War crimes trials at Guantanamo Bay for suspects accused of attacks against the United States have ground to a near halt a decade after the military courts' creation, with lawyers warning that some detainees could spend many more years waiting to be tried.
Despite President Barack Obama's early vows to close the facility in eastern Cuba amid charges that suspects had been tortured, the United States continues to spend some $91 million a year on military trials at the base, which has 61 remaining inmates.
"The military commissions in their current state are a farce," Marine Brigadier General John Baker, the chief defense counsel, said last month at a Washington legal conference, of the tribunals that prosecute detainees. "The Guantanamo Bay military commissions have been characterized by delay, government misconduct and incompetence, and more delay."
James Connell, a defense lawyer for Kuwaiti Ammar al Baluchi, one of five suspects on trial for their alleged roles in the Sept. 11, 2001, attacks, said that trial was not likely until maybe 2020, almost two decades after airline hijackers killed nearly 3,000 people.
Because the court and much of the evidence lies outside the United States, the trial "is 100 times more complex than even a complex ordinary death penalty case," said Connell.
In contrast with Guantanamo, federal prosecutors operating in U.S. courts have secured more than 340 terrorism convictions over the last decade, a Justice Department spokesman said. Tanzanian Ahmed Khalfan Ghailani was transferred from Guantanamo to New York in 2009, and 17 months later a civilian jury convicted him for his role in al Qaeda bombings in East Africa.

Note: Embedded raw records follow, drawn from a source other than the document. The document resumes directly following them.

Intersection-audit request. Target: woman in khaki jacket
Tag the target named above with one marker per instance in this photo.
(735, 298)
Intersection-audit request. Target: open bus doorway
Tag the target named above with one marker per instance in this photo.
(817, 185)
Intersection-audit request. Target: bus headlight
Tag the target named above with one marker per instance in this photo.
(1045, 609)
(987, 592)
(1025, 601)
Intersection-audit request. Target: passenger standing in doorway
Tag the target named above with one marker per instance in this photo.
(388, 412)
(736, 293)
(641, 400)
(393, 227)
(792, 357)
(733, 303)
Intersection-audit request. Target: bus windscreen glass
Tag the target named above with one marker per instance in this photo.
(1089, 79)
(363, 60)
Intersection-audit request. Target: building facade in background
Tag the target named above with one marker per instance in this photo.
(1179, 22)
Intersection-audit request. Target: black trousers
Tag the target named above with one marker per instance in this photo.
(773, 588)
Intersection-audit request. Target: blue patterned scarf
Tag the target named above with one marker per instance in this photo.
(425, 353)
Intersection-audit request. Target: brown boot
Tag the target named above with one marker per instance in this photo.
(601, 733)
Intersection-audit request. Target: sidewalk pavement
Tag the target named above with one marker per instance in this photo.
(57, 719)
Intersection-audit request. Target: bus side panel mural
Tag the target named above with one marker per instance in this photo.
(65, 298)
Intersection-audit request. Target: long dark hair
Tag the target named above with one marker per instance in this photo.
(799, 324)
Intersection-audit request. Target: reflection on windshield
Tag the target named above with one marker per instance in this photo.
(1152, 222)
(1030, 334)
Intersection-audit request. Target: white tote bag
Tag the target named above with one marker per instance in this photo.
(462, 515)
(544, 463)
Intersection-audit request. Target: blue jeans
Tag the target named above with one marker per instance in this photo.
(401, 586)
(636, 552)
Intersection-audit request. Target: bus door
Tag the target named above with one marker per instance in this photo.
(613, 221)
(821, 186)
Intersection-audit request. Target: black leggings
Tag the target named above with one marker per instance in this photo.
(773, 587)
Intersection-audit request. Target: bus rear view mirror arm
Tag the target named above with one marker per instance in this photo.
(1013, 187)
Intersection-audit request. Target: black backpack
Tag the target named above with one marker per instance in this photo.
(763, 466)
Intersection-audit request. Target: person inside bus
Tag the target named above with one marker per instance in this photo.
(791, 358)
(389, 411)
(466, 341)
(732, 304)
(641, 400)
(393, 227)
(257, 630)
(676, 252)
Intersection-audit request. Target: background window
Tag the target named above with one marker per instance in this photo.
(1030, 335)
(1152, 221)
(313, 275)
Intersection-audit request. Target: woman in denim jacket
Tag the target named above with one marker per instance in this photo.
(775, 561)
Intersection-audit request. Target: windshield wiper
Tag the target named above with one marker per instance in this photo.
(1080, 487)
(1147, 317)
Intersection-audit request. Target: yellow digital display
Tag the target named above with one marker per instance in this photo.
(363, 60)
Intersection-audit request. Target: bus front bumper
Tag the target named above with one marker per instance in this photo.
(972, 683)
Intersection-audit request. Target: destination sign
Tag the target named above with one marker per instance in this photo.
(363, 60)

He is serving a life sentence.
Just six Guantanamo cases have resulted in convictions so far, with two guilty verdicts being appealed, according to the military commissions' website. In one appeals case, a federal court overturned two of the three convictions of Ali Hamza al Bahlul, the suspected publicist for slain al Qaeda leader Osama bin Laden. An appeal decision is pending on the third charge.
Pentagon officials defended the pace of proceedings, saying that it takes time to resolve many of the classified documents submitted as evidence.

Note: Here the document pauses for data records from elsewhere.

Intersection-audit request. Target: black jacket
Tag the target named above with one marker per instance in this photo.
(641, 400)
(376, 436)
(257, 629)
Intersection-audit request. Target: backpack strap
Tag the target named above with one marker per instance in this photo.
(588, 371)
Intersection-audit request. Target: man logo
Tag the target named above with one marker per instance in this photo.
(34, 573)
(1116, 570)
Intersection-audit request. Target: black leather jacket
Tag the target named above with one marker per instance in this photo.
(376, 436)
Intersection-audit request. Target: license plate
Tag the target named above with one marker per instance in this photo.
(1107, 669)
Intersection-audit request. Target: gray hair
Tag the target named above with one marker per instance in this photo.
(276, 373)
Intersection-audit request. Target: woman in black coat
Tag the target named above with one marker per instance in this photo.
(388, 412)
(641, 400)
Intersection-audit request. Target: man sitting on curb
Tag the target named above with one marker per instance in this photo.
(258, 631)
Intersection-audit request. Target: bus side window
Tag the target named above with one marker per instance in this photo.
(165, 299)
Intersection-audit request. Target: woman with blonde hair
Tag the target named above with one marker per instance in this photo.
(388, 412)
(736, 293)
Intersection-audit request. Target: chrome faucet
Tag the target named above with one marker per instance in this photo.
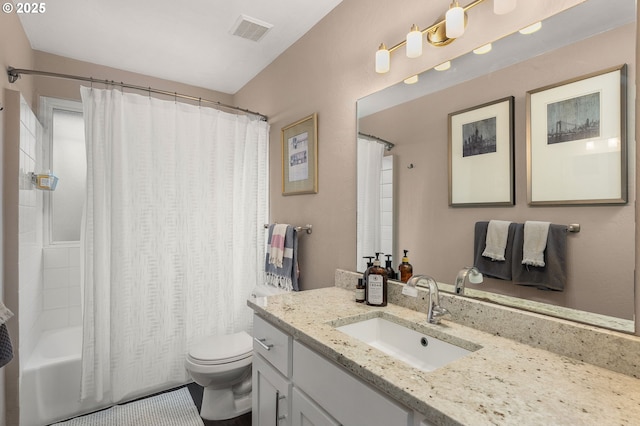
(474, 275)
(435, 310)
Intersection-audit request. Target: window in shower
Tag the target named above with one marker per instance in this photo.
(65, 156)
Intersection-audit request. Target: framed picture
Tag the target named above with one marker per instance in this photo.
(300, 157)
(481, 155)
(576, 140)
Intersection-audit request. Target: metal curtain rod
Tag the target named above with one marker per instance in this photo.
(15, 73)
(388, 145)
(308, 228)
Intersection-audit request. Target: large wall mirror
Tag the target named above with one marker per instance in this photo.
(590, 37)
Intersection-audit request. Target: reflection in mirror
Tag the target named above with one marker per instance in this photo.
(590, 37)
(375, 198)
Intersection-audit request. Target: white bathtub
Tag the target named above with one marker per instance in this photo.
(50, 384)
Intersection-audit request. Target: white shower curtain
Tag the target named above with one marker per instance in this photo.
(369, 233)
(173, 237)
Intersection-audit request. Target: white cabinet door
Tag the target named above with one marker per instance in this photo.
(271, 395)
(305, 412)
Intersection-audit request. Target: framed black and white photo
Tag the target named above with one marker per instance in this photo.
(300, 157)
(481, 155)
(576, 140)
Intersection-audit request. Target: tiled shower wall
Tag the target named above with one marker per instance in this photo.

"The Department of Defense is committed to fairness and transparency in the military commissions proceedings," Pentagon spokeswoman Lieutenant Colonel Valerie Henderson said in an email.
'RISK-AVERSE SYSTEM'
President George W. Bush signed the law creating the tribunals on Oct. 17, 2006, after the U.S. Supreme Court struck down previous tribunals set up to try al Qaeda suspects, ruling that they violated U.S. military law and the Geneva Conventions.
Obama took office in 2009 and vowed to close the prison. He approved legislation that included barring the use of evidence obtained under torture. The effort to close Guantanamo stalled amid opposition from Congress, with Republicans saying many of the prisoners are too dangerous to release.
John Yoo, who helped draft the Bush administration's legal strategy after 9/11, said the Guantanamo courts were designed for plea bargaining to get suspects to cooperate with government intelligence agencies.
The Supreme Court ruling "slowed the whole thing down, and it has become a risk-averse system that doesn't want to make another mistake," said Yoo, now a law professor at the University of California, Berkeley.
Government interference is also an issue. Sept. 11 defense lawyers have found their meeting rooms bugged, had mail with clients seized, and contend that the Federal Bureau of Investigation has tried to infiltrate a defense team.
Last year, a Sept. 11 suspect at Guantanamo recognized that a court interpreter had also worked at a Central Intelligence Agency prison where he was held.
"Every issue that comes up is a new and novel issue that can take days" to resolve, said Morris Davis, a former Air Force colonel and the first Guantanamo prosecutor.